IPX stands for Internetwork Packet Exchange . IPX is a networking protocol, that is initially used on networks using the Novell NetWare operating systems, but gradually it being used widely on networks deploying Microsoft Windows LANS, as they replaced NetWare LANS. Internetwork Packet Exchange (IPX) is the network layer protocol in the IPX protocol suite.
IPX functions same as IP protocol and it defines the way of data sent and received between the systems. It is used to establish maintain a connection between different devices. IPX is basically used to create connection and propagate the data transfer between devices.
IPX does not need a consistent connection, it means its connection less. IPX transfers packets from one system to another. If connection is dropped the package transfer is paused and it resumes once the connection is back. IPX do not use unnecessary resources and loads only when connection is established.
One of the biggest advantage of IPX is that it has a very low memory requirement. It means it leaves a small memory footprint. Another advantage of IPX is it’s very easy to configure on client computers.
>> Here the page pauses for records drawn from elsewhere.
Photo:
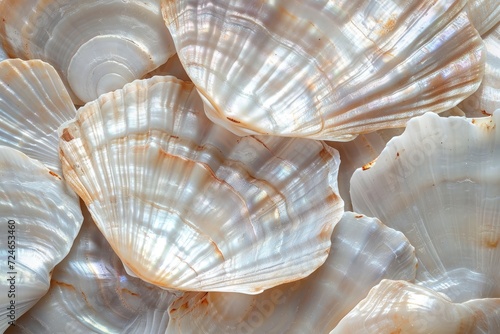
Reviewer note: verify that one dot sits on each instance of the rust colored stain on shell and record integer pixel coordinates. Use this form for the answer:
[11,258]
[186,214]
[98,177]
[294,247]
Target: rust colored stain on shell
[369,165]
[54,174]
[127,291]
[66,136]
[233,120]
[62,284]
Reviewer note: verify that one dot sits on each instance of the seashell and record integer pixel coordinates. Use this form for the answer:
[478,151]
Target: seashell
[325,70]
[172,67]
[3,54]
[484,14]
[363,252]
[92,292]
[438,184]
[93,49]
[186,204]
[486,100]
[40,218]
[33,104]
[402,307]
[359,153]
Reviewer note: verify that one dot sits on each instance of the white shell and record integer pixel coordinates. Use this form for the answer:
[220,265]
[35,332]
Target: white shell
[40,218]
[486,100]
[363,252]
[3,54]
[438,183]
[188,205]
[172,67]
[33,104]
[358,153]
[484,14]
[325,69]
[402,307]
[92,293]
[96,46]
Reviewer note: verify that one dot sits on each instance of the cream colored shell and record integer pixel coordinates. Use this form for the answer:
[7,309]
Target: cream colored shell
[33,104]
[40,218]
[486,100]
[363,252]
[188,205]
[402,307]
[438,183]
[92,293]
[96,46]
[325,69]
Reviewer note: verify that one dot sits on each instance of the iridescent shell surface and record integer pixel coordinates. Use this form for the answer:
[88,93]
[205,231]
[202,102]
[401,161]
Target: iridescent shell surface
[188,205]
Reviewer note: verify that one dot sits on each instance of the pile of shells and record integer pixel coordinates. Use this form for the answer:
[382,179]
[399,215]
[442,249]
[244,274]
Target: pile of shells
[210,166]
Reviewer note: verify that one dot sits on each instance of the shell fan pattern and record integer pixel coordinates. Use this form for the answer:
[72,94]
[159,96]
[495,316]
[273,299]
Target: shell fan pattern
[274,166]
[325,69]
[188,205]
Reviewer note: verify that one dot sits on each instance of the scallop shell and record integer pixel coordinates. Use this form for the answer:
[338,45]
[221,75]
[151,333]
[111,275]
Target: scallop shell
[96,46]
[325,69]
[188,205]
[40,218]
[402,307]
[486,100]
[172,67]
[92,292]
[438,184]
[3,54]
[33,104]
[363,252]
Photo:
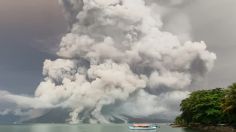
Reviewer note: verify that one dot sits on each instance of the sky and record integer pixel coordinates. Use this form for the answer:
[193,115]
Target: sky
[30,32]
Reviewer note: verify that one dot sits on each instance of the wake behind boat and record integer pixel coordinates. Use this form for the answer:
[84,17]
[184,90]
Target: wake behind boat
[143,126]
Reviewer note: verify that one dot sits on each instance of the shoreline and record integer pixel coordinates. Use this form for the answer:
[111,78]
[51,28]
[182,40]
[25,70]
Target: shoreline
[207,128]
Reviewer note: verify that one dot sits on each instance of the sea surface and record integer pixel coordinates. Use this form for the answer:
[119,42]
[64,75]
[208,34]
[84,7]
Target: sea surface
[84,128]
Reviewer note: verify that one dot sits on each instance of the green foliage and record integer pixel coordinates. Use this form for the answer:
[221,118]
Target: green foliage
[209,107]
[229,104]
[203,106]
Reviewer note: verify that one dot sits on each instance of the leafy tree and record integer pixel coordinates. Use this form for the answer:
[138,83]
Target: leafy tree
[203,106]
[229,104]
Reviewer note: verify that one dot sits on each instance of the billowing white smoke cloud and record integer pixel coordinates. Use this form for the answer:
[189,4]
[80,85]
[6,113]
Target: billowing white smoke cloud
[116,60]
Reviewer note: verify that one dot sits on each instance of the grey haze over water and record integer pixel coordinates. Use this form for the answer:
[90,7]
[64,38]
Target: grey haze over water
[25,47]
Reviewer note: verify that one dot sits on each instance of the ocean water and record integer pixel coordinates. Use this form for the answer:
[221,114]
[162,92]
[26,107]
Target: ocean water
[83,128]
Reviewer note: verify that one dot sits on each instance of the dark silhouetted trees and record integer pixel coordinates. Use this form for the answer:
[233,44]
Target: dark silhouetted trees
[209,107]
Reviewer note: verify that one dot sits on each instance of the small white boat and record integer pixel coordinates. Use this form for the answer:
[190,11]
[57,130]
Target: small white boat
[143,126]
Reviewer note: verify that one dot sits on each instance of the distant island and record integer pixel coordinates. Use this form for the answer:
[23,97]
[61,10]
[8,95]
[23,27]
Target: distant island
[205,108]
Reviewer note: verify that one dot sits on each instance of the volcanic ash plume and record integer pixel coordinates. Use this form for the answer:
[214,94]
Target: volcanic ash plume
[117,62]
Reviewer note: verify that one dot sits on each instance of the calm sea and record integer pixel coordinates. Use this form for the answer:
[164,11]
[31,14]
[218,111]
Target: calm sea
[82,128]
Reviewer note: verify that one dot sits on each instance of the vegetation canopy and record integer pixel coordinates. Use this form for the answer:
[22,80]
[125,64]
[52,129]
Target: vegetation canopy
[209,107]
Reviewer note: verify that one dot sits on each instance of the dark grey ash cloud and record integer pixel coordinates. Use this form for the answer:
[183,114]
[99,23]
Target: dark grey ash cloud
[27,40]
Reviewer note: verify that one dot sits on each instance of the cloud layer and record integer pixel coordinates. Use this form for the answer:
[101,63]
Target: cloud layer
[116,60]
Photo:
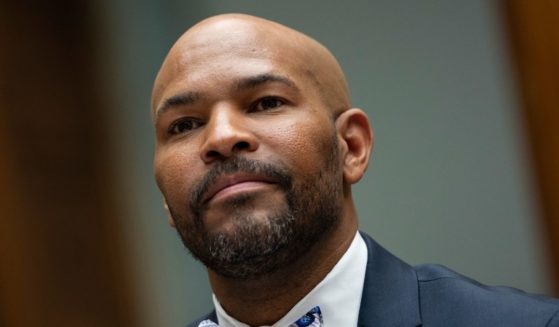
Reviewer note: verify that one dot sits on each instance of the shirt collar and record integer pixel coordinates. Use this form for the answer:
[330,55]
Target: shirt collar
[338,294]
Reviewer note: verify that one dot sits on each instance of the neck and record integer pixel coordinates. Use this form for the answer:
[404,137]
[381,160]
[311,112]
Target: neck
[265,300]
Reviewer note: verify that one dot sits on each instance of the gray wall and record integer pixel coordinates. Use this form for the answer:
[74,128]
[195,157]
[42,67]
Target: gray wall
[449,181]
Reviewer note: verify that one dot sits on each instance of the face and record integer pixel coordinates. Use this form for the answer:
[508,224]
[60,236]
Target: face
[246,154]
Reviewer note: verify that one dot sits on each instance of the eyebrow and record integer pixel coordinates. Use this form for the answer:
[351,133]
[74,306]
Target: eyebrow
[186,98]
[257,80]
[242,84]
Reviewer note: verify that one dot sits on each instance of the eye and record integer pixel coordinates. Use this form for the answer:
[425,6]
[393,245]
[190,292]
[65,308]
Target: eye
[184,125]
[267,103]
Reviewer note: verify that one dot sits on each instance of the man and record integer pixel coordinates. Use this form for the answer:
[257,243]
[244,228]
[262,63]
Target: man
[257,148]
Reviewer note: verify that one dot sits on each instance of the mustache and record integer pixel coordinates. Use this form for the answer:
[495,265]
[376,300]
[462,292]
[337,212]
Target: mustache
[277,173]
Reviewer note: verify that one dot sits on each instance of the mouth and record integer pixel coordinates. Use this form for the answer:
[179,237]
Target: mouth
[235,184]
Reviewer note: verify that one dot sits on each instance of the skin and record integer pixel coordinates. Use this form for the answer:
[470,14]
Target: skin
[294,125]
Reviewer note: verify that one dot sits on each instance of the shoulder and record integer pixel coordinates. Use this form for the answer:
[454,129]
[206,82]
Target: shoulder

IPX network is configured automatically.
Internetwork Packet Exchange (IPX) is a network layer protocol and provides connectionless datagram services for Ethernet, Token Ring, and other common data-link layer protocols. IPX is the commonly used local area network (LAN) protocol.
IPX provides peer-to-peer support connectivity. IPX follows a layered structure of protocols. These layers allow applications to control the application layer, presentation and session layer. Each layer services the layer above it and is provided by the layer below it. IPX is ideal for local area networks or private networks with different protocol and communication functions. Just like IP, IPX is also connectionless and contains end user data, such as IP and network addresses. IPX is a datagram or packet protocol. IPX works at the Network layer of communication protocol. It works on OSI i.e. Open Systems Interconnection.
In IPX network, IPX packets use 32 bit (4 byte) or 48 bit (6 byte) network numbers to identify each data link. All nodes on the connected network have same network number. Routers use these network numbers to route IPX packets from one network to another within an internetwork. Thus, IPX is a routable protocol. IPX periodically notify the network of their presence using SAP, which allows IPX routers to construct server tables based on SAP numbers.
An IPX network administrator need to take care :
- to assign all servers in the same network the same network number
- to assign different network numbers to different frame formats in the same network
- to assign different network numbers to different interfaces of servers with multiple network cards (Novell NetWare server with multiple network cards worked automatically as a router)
- to assign different network numbers to servers in different interconnected network
- to start router process on nodes with multiple network cards in more complex networks.
IPX also acts like a transport layer protocol. Using IPX makes establishing connection and data transfer easy and light on memory.